F.5 Physics 電學 MC

1st Statement:
You may consider the electric force acting on a small +ve charge (i.e. a test charge). Just think at which point the test charge should be placed such that the force acting on it is zero.

Clearly, the point of zero net force would not be X and Y. It is because at these two points, the +ve test charge will be attracted by -Q and repelled by +2Q. Thus the forces acting on the test charge, given by +2Q and -Q, are in the same direction, there is a net force pulling the test charge to the right.

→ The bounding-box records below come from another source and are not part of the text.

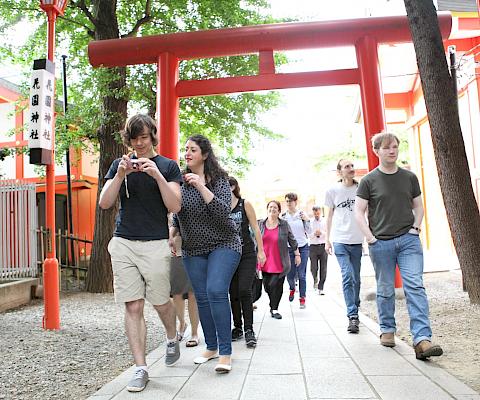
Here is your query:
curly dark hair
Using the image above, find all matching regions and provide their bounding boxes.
[185,135,228,183]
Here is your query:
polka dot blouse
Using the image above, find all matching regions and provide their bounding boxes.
[173,177,242,257]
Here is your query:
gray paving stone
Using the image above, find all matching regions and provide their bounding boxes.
[352,350,420,375]
[298,335,347,359]
[368,376,453,400]
[174,360,248,400]
[303,358,376,400]
[340,340,394,356]
[232,336,259,360]
[258,326,296,346]
[406,355,478,396]
[292,308,323,321]
[249,342,302,375]
[112,377,188,400]
[295,319,333,336]
[148,355,197,378]
[240,374,307,400]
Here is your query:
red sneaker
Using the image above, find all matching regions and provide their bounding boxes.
[300,297,305,308]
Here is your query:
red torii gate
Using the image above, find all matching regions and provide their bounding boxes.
[88,13,452,169]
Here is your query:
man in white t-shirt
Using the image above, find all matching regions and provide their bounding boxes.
[325,160,364,333]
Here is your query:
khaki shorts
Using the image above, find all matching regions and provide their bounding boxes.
[108,237,171,305]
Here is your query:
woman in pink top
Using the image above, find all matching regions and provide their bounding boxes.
[257,200,301,319]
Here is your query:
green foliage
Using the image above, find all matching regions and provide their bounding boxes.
[0,0,285,174]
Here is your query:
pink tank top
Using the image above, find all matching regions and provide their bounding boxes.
[261,226,283,274]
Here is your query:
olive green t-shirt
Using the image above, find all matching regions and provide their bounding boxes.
[357,168,422,240]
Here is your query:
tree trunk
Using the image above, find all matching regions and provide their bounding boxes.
[86,0,128,293]
[405,0,480,304]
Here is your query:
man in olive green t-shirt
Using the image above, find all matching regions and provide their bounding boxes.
[355,133,443,360]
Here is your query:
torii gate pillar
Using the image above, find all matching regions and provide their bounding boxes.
[157,53,180,161]
[355,36,386,170]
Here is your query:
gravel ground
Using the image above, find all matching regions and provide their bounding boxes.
[361,271,480,393]
[0,272,480,400]
[0,293,165,400]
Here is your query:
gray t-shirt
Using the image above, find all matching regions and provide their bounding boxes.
[357,168,422,240]
[105,155,183,240]
[325,182,363,244]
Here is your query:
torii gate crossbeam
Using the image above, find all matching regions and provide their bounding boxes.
[88,13,452,169]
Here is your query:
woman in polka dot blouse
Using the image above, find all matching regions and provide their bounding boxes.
[174,135,242,373]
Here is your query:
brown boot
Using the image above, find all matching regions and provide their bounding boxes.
[415,340,443,360]
[380,332,395,347]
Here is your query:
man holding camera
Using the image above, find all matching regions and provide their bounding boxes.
[99,114,182,392]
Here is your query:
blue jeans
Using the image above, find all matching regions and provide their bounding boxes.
[183,248,240,356]
[287,244,310,297]
[333,243,362,318]
[369,233,432,346]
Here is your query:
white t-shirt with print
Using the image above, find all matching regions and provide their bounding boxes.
[325,182,363,244]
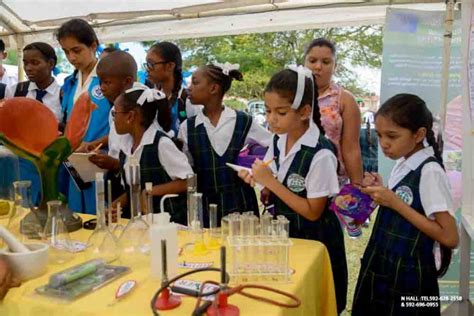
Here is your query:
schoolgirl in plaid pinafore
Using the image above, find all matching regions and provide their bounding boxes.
[352,157,440,316]
[119,130,187,225]
[187,111,258,225]
[271,135,347,313]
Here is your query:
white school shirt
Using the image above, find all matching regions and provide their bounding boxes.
[388,146,454,219]
[74,61,99,102]
[121,124,193,181]
[0,66,18,87]
[5,78,63,122]
[178,106,272,161]
[264,124,339,199]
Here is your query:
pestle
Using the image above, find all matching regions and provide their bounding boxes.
[0,225,30,253]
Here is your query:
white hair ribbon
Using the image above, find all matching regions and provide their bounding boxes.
[125,83,166,105]
[213,62,240,76]
[423,137,431,148]
[288,65,314,109]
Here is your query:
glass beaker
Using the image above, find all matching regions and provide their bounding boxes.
[86,172,120,263]
[43,200,72,264]
[119,161,150,264]
[7,181,45,242]
[0,145,20,219]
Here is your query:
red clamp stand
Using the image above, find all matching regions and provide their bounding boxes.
[155,288,181,311]
[206,291,240,316]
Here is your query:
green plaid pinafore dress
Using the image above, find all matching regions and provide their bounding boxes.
[352,157,440,316]
[271,135,347,313]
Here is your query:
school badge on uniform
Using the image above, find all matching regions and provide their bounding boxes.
[395,185,413,205]
[286,173,305,193]
[91,85,104,100]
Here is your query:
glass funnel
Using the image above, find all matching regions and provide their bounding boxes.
[43,200,72,264]
[86,172,120,262]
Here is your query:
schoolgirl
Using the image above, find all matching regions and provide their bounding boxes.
[239,66,347,313]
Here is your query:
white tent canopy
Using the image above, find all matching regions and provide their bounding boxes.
[0,0,444,48]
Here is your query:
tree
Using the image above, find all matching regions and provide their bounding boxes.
[144,25,382,99]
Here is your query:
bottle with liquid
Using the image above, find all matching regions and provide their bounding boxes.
[7,181,45,243]
[86,172,120,263]
[150,194,178,279]
[119,161,150,264]
[43,200,72,264]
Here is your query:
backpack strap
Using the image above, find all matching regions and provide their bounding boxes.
[13,80,30,97]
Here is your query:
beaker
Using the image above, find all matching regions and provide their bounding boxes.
[43,200,72,264]
[0,145,20,219]
[7,181,45,242]
[86,172,120,263]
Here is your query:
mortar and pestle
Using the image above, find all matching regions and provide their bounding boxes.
[0,225,49,282]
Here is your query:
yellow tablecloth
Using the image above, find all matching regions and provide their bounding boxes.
[0,216,336,316]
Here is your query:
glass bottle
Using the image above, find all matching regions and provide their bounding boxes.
[119,161,150,264]
[0,145,20,219]
[186,173,197,227]
[86,172,120,263]
[7,181,44,242]
[43,200,72,264]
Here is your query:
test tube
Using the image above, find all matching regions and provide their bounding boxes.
[260,213,273,236]
[107,180,113,226]
[145,182,153,225]
[277,215,290,239]
[128,160,141,218]
[209,204,220,249]
[186,173,197,227]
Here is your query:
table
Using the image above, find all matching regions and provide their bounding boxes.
[0,216,336,316]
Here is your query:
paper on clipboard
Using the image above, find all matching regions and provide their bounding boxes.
[68,153,107,182]
[226,162,252,174]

At point Z, the attractive force given by -Q is towards the left, whereas the repulsive force given by +2Q is towards the right. The two forces are in opposite directions, and would balance one another, giving a zero net force on the test charge. This indicates that the electric field (which is the force per unit charge) at Z is zero.

2nd Statement:
Electric field lines run from the charge +2Q to the charge -Q. By the properties of field lines, electric potential decreases along the lines. In other words, the point of zero potential is somewhere between the 2 charges. Because the +ve charge is two times more than the -ve charge, thus shifting the point of zero potential nearer to the -ve charge.

Mathematically, potential V at a point between the two charges is
V = k(2Q)/r1 + k(-Q)/r2
where k is the electrostatic constant, r1 and r2 are the distance of the point from the respective charges
At point of zero potential, V=0
hence, 2kQ/r1 = kQ/r2
r1/r2 = 2
r1 = 2(r2)
Thus, Y is the point of zero potential.

The answer is therefore option B.